Red Hat Bugzilla – Bug 108623
ECC SBE appear to hang tiger 4 machines
Last modified: 2013-03-06 00:56:16 EST
From Bugzilla Helper:
User-Agent: Mozilla/5.0 (X11; U; Linux i686; en-US; rv:1.2.1) Gecko/20030225
Description of problem:
As far as I can see the MCA handlers do not tell the SAL to clear the errors.
According to the Itanium Processor Family Error Handling Guide section 22.214.171.124
and the Itanium Processor Family System Abstraction Layer section 4.3.2 if the
error is corrected or if the OS can continue, the SAL procedure should invoke
the SAL_CLEAR_STATE_INFO procedure.
I think that since the error isn't cleared, the SAL re-asserts the error and the
it repeats in a very tight loop. This essentially, hangs
the machine because all the APs are rendezvoused and the BP spends all
its time spewing the same error to the console. NOTE: the way that I
read the code as it now exists. ANY MCA will essentially hang the
We have an instrumented DIMM here which allows me to generate SBEs MBEs and
other memory errors at will. My test with the SBE was not 100% conclusive that
the machine was totally hung forever. I waited about 5 minutes after I stopped
generating the SBE for the console to potentially drain and errors were still
flying up the screen. I didn't feel like waiting any longer and so I rebooted
the node. However, while the console was still spewing, I tried pinging the
machine and there was no response. This was not a really carefully controlled
test but the fact that 5 minutes after a the SBEs stopped the machine still
wouldn't respond to a ping is a problem in and of itself.

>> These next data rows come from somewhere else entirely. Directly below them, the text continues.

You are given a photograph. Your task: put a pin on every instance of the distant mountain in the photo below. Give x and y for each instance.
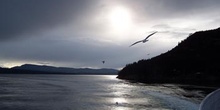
(51, 69)
(196, 60)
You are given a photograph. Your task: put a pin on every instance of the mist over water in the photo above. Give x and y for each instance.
(85, 92)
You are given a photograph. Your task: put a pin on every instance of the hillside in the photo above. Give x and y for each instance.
(195, 60)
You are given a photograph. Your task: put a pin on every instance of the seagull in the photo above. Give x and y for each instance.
(145, 40)
(103, 62)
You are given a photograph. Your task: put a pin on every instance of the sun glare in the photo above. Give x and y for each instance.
(120, 18)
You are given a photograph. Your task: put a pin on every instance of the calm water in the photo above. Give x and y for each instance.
(84, 92)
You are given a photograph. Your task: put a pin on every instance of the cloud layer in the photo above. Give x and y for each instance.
(77, 33)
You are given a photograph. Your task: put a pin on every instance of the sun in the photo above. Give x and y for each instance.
(120, 18)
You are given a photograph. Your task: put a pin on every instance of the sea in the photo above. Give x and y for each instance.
(91, 92)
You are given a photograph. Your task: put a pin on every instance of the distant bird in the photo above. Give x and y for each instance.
(144, 40)
(103, 62)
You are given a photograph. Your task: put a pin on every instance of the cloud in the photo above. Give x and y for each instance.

Version-Release number of selected component (if applicable):
Steps to Reproduce:
1. install instrumented DIMM in Tiger 4 ia64 machine.
2. connect the jumper that generates a SBE on the instrumented DIMM
3. disconnect the jumper
Actual Results: Machine unpingable for >5 minutes after SBEs stop.
Expected Results: Machine should become responsive shortly after SBEs stop.
Went throught the kernel source pretty carefully. There is only one place where
ia64_sal_clear_state_info is called and that is buried in the implementation of
the sal /proc filesystem code, in salinfo.c.
It seems to me like the "correct" place to acknoledge the corrected error would
be in mca_plaform_handler which is now an empty function.
I am not sure how this problem escaped detection previously. I think that the
MCA code may have not been terribly well exercised or it may be that the tiger 4
motherboard's chipsets behave slightly differently than other motherboards and
keep reasserting the same error if it is not acknowledged. If I understand the
SAL's MCA error buffer correctly, then it is a circular buffer and it could be
that on other motherboards the fact that the error remains unacknowled doesn't
matter. The errors just wrap around.
I'm going to start working on a patch to try to fix this bug.
There is a comment in ia64_mca_log_sal_error_record:
* 1. analyze error logs to determine recoverability
* 2. perform error recovery procedures, if applicable
* 3. set ia64_os_mca_recovery_successful flag, if applicable
Which suggests that this is the place where an error should be reovered.
However, it is strange that they would put the error recovery code down in
function that concerns itself with logging rather in the function that is
actually called mca_platform_handler. Any suggestions?
My review had a bit of an error in it. MCAs come in through the SAL layer but
CPEs such as an ECC SBE come in through the CPE handler which is an interrupt
handler. However, both code paths have the same problem. They both do not call
SAL_CLEAR_STATE_INFO. Ref: Itanium Processor Family Error Handling Guide section
Furthermore, according to section 126.96.36.199 the error handler must repeatedly call
SAL_GET_STATE_INFO until the SAL returns "no information available". Neither the
interrrupt handler, ia64_mca_log_sal_error_record, nor ia64_log_get iterate
through the calls this way.
Section 188.8.131.52 of the Error handling guide also reqires the same treatment for
This strongly suggests that the function that needs to be modified is
ia64_mca_log_sal_error_record rather than platform error.
Created attachment 95621 [details]
proposed patch to fix the problems
I haven't had a chance to test the patch yet. I will do that on Monday.
This patch addresses the two facets of this bug:
1) First of all, it clears the error within the SAL.
2) It iterates through all the errors of that that particular SAL info type
until all the errors are consumed.
The two other smaller elements of the patch are that it gets rid of some
unnecessary return codes and it adds RH to the credits for the file. We are
going to be doing a lot more work in the MCA area here at LLNL and the combined
changes are going to substantial. These spot fixes are just the beginning.
Created attachment 95740 [details]
patch that tries to make mca conform to the spec
Tried this patch and it doesn't solve the problem there still seems to be too
much data for the console to handle but it has been confirmed to move the
codebase closer to the spec.
The test that I did this morning was invalid. The effectiveness of the
patch still remains unknown. After looking closely at the results of
running without the patch (while thinking the patch was applied), I
feel more convinced that the patch will fix the problem.
*** This bug has been marked as a duplicate of 104667 ***
Changed to 'CLOSED' state since 'RESOLVED' has been deprecated.